Best Shots Extras: SI: Thor, X-Men, Inhumans #1s

Reviews: Secret Invasion Tie-Ins

BEST SHOTS EXTRA Special Edition

Secret Invasion #1’s

This week sees not one, not two, but three Secret Invasion tie-in series debuting from Marvel. Let's jump in...

Secret Invasion: X-Men #1

From: Marvel

Writer: Mike Carey

Art: Cary Nord

Secret Invasion: X-Men does what it needs to do, but it’s not very satisfying from a character standpoint. Sure, Mike Carey knows the X-Men and has written them to great effect. The problem comes in with the establishment of character and situation. While even the newest reader can grasp that the X-Men are fighting an alien invasion, there’s not much done to introduce the group. You pretty much have to know who the X-Men are and what they to for the issue to have any impact. I don’t think that that’s the best decision when you’re having an event that may pull new readers to your title.
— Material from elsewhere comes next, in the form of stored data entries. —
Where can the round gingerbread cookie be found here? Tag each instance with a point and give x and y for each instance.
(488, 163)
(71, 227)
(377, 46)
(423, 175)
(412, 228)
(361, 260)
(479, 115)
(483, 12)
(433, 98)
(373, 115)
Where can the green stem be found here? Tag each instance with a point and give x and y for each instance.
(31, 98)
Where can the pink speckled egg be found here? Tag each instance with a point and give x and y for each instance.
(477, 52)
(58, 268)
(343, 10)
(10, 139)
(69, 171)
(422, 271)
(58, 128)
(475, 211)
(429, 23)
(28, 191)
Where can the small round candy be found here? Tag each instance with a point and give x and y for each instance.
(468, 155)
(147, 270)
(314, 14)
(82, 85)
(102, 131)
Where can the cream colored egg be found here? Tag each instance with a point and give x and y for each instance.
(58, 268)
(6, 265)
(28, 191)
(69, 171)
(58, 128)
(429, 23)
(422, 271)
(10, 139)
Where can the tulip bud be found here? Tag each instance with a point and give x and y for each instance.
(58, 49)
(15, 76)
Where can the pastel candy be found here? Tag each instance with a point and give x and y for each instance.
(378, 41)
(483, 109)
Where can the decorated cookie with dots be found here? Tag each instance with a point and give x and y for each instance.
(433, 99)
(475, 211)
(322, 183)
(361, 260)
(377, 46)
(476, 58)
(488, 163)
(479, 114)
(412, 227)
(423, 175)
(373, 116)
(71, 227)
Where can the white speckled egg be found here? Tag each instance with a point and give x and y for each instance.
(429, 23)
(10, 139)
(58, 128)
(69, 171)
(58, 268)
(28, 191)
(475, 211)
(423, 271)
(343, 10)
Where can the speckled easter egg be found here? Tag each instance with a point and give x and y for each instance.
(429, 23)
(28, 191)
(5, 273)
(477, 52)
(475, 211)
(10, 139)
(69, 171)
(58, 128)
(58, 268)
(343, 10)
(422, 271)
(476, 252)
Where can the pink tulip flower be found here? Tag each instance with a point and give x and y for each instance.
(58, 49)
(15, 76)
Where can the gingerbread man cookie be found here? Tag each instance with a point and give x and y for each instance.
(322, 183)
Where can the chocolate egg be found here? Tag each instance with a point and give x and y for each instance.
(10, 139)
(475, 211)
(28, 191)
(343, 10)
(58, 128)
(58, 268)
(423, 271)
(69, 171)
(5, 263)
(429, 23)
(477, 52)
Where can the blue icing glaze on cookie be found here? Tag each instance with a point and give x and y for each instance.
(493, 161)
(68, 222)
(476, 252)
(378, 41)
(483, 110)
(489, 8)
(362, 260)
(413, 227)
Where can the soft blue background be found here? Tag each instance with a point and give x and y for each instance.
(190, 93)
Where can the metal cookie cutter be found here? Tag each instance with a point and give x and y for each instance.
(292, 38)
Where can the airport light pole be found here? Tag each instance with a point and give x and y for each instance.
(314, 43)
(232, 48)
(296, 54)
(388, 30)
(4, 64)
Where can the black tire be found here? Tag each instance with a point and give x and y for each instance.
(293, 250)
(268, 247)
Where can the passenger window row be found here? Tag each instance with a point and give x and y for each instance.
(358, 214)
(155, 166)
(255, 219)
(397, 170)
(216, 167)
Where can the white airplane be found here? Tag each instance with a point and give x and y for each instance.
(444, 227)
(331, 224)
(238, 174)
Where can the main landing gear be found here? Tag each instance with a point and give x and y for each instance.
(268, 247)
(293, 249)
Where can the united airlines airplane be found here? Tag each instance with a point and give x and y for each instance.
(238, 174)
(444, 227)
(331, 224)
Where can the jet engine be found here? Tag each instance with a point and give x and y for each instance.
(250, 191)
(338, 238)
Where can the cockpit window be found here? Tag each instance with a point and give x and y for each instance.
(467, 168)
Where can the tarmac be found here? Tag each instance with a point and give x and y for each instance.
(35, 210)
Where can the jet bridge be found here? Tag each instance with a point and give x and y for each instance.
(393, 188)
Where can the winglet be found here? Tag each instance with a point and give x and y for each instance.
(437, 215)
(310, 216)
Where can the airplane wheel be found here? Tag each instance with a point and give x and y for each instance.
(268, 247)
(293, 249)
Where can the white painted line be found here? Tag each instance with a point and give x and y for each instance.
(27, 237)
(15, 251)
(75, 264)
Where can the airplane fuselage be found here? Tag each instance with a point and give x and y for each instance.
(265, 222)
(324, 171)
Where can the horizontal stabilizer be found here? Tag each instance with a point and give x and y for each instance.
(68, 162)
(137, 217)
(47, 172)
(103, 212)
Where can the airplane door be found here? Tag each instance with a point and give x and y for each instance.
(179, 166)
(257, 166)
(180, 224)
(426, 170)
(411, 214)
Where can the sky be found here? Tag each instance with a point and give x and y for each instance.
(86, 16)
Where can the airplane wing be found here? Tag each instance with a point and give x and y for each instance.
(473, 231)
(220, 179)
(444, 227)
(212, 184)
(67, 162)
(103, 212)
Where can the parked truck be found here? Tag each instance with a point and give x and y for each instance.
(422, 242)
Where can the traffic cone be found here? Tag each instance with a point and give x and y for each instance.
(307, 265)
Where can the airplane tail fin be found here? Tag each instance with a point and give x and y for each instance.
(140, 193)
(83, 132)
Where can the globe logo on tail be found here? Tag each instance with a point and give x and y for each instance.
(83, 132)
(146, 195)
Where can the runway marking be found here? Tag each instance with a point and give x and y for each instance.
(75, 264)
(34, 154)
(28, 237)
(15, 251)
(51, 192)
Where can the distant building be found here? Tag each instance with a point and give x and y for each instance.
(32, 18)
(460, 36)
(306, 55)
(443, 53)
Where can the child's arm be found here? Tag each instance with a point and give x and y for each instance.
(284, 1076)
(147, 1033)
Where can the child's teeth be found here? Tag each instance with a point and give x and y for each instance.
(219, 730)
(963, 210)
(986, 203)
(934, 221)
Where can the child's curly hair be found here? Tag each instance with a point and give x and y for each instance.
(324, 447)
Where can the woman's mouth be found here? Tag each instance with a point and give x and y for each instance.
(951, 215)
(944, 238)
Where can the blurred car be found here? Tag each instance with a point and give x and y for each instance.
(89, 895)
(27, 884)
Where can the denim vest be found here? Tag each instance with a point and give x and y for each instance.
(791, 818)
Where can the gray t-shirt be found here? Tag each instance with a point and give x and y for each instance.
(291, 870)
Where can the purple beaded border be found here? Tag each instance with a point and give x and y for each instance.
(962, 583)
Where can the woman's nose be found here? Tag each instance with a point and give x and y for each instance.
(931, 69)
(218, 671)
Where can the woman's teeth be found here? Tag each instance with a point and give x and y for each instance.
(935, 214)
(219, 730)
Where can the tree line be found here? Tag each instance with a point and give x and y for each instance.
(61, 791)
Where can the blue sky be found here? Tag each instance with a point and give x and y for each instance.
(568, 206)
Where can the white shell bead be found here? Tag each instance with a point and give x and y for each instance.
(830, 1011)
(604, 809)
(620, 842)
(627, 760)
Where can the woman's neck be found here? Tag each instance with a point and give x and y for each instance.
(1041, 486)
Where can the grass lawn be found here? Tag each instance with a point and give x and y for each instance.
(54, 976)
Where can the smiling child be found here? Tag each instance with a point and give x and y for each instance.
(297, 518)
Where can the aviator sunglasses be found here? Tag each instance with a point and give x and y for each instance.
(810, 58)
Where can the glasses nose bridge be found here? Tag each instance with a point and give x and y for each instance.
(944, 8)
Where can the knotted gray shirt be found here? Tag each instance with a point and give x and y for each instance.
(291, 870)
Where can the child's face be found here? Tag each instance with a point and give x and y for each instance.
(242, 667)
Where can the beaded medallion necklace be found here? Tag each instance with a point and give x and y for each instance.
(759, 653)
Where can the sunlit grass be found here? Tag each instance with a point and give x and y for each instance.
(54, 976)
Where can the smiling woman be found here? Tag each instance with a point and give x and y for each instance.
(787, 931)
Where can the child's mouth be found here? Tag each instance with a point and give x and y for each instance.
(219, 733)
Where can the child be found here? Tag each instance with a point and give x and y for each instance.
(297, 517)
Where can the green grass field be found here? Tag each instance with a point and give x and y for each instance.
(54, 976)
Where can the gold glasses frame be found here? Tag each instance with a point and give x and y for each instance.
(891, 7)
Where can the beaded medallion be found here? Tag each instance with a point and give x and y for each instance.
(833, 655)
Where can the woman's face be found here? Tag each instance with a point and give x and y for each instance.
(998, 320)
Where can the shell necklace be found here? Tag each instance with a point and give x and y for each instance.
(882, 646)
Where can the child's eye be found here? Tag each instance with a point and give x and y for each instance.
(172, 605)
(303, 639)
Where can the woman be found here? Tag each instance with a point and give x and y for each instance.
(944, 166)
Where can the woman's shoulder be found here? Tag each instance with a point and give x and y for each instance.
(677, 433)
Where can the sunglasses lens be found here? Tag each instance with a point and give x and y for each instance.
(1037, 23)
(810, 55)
I attribute part of the overall problem to uncharacteristically unappealing art from Cary Nord. I generally like Nord’s work, but it’s really lackluster here. There are some strange anatomical inconsistencies, like Colossus’s near total absence of a neck on page 8. I also understand that part of the plot turns on cloaking things in fog, but in a way it almost seems like an excuse to not draw backgrounds. There aren’t many elaborate details, and most of the characters (particularly Colossus and Armor in action) seems kind of rushed. I will say that Nord does do a great job with Nightcrawler.

In terms of the character details and dialogue that do appear, Carey has that right. He’s got the proper tone for the whole cast, and he’s got an appreciation for which characters would mesh correctly in which combinations. He also succeeds in giving us a brief glimpse of how the Skrulls punish failure.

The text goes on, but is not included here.